No hay mucha literatura buena sobre fútbol. He aquí un tópico que es necesario poner en cuarentena, aunque parece incontestable al ver la nómina de grandes escritores fascinados por el boxeo: Jack London, Julio Cortázar, Norman Mailer, Ignacio Aldecoa, Joyce Carol Oates, Thom Jones. La comparación es más sangrante incluso si se repasa la filmografía dedicada al noble arte, una riada de obras maestras que va de Cuerpo y alma de Robert Rossen a Toro salvaje de Martin Scorsese. En cambio, sobre fútbol, así a bote pronto, sólo logró rescatar algunos buenos relatos de Osvaldo Soriano; una novela de Yevtushenko, No mueras antes de morir, en el que un viejo defensa de la selección soviética sale a defender el Parlamento ruso con una camiseta que le regaló Pelé; y un libro ya inencontrable de Gonzalo Suárez (Once y uno) donde narra una temporada del Barcelona de Helenio Herrera como si fuese la Anábasis de Jenofonte. Recuerdo también un libro extraordinario de Antonio Hernández, La marcha verde y otros cuentos de fútbol, dedicado al Betis de su alma donde había un relato hilarante que le hubiera valido una multa millonaria o una estancia en prisión de no ser por la astucia de su título: El hombre que creía ser Lopera.

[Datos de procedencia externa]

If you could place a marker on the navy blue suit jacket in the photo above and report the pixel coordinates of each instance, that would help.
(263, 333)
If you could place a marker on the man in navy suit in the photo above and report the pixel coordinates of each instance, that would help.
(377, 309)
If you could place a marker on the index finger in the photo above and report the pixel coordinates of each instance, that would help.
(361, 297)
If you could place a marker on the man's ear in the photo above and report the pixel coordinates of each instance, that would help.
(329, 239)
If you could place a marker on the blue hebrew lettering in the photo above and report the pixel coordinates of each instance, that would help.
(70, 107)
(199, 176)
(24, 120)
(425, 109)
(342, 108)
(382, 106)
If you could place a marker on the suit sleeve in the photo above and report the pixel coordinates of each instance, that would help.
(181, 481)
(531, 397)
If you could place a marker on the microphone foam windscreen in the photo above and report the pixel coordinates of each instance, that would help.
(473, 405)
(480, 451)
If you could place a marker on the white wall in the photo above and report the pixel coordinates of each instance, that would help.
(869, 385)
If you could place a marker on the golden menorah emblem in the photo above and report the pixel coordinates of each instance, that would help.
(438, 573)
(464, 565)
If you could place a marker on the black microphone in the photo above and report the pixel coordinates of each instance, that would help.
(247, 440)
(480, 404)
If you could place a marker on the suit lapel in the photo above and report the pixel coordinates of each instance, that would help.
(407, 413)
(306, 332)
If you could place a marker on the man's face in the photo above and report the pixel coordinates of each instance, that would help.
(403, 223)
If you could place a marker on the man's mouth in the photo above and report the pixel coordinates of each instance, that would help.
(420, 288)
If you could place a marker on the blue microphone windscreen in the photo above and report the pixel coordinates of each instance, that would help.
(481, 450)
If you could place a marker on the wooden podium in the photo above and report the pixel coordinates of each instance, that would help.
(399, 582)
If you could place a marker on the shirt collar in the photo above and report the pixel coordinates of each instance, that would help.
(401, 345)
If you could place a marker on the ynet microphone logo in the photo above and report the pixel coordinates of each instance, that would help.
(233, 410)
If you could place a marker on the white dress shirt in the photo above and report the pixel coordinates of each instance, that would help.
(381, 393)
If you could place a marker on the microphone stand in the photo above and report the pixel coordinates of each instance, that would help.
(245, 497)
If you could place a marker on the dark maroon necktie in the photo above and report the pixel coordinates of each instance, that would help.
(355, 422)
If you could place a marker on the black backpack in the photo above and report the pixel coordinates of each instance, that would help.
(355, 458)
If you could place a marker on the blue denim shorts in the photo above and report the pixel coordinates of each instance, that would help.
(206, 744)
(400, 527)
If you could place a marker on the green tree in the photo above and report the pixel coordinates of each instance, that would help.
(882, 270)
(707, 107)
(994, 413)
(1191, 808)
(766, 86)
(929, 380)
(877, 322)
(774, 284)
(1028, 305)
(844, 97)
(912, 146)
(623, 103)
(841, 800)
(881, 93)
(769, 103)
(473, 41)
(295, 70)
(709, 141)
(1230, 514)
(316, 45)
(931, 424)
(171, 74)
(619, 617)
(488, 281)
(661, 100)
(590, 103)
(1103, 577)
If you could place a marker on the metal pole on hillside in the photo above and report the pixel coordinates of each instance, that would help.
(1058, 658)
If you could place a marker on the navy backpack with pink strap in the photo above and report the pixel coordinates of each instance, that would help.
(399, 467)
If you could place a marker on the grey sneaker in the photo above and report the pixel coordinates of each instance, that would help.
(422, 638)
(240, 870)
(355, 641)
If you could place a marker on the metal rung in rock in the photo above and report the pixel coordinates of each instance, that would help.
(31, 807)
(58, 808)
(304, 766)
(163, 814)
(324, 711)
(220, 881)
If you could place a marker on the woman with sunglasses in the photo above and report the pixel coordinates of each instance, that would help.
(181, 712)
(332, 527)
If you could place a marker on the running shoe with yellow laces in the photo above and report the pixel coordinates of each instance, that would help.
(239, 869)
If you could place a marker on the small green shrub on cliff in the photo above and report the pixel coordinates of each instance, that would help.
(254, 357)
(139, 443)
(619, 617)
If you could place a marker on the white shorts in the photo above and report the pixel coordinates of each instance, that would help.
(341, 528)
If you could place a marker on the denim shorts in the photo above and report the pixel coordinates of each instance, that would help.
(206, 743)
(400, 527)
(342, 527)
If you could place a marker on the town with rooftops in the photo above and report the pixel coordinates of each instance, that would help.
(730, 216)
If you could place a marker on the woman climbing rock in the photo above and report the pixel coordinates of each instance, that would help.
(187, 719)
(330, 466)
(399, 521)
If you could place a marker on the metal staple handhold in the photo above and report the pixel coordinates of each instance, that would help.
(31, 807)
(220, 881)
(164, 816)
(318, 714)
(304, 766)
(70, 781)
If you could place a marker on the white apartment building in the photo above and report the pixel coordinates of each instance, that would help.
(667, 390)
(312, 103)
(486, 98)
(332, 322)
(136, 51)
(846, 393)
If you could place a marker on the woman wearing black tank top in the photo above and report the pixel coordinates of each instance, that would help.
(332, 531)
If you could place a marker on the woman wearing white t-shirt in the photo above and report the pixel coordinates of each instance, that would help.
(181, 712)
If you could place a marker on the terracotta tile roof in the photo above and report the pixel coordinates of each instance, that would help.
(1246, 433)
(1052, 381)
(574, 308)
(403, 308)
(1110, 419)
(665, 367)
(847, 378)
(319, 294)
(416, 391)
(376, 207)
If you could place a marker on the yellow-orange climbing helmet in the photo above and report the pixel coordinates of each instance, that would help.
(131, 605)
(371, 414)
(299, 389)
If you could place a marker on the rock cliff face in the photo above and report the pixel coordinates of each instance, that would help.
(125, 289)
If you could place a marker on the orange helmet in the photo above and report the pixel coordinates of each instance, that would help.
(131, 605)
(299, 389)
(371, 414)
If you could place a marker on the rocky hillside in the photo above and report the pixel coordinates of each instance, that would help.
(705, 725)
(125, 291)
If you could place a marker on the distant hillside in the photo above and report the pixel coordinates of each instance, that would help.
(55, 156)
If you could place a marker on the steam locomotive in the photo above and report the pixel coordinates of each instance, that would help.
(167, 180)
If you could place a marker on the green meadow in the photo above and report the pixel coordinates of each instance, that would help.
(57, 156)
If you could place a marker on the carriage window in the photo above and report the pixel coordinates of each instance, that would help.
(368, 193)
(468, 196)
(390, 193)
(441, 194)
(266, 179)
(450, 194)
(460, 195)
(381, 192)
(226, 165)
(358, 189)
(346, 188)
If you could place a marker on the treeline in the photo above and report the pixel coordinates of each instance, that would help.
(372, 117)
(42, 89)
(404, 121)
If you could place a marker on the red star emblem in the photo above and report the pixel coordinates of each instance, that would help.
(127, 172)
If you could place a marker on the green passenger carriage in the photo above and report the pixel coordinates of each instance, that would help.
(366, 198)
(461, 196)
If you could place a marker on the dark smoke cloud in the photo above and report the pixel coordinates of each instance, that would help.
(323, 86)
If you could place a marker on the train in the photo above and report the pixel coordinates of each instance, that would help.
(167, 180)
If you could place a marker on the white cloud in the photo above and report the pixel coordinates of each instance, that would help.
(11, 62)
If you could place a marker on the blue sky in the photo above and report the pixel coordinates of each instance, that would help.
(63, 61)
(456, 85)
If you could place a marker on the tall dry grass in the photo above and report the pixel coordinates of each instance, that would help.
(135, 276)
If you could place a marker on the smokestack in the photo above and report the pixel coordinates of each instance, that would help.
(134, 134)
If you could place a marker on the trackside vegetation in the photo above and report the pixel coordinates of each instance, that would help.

Frente a Camus, que lo reivindicó como una escuela de ética, y de Pasolini, que veía a los 22 jugadores en el campo como un sistema de signos, Borges abominó del fútbol con tanta frecuencia como mala leche. Le parecía un deporte feo, aburrido y, sobre todo, estúpido: hombres en pantalones cortos corriendo como críos delante de una pelotita. Dijo que “el fútbol despierta las peores pasiones. Despierta sobre todo lo que es peor en estos tiempos, que es el nacionalismo referido al deporte, porque la gente cree que va a ver un deporte”. Añadió, con notoria saña, que el fútbol era “uno de los peores crímenes de Inglaterra”. El boicot borgiano al balompié llegó a su cenit en 1978, cuando, a modo de protesta por el debut de la selección argentina en el Mundial del que era anfitriona, Borges dictó el mismo día y a la misma hora una conferencia sobre la inmortalidad. Se ha llegado a sospechar si, detrás de tanta animadversión, no habría una historia secreta de despecho personal. Alguien hizo circular una leyenda sobre el origen de la ceguera de Borges según la cual el joven escritor era un apasionado del fútbol que sufrió un encontronazo al ir a rematar un saque de esquina. El golpe fue tan terrible que se le desprendieron las retinas y Borges tuvo que colgar las botas para dedicarse a la literatura. La idea de un Borges en pantalones cortos, saltando a rematar de cabeza, suena tan deliciosamente falsa e imposible como esa bibliografía apócrifa de la que saqueaba citas, autores y argumentos.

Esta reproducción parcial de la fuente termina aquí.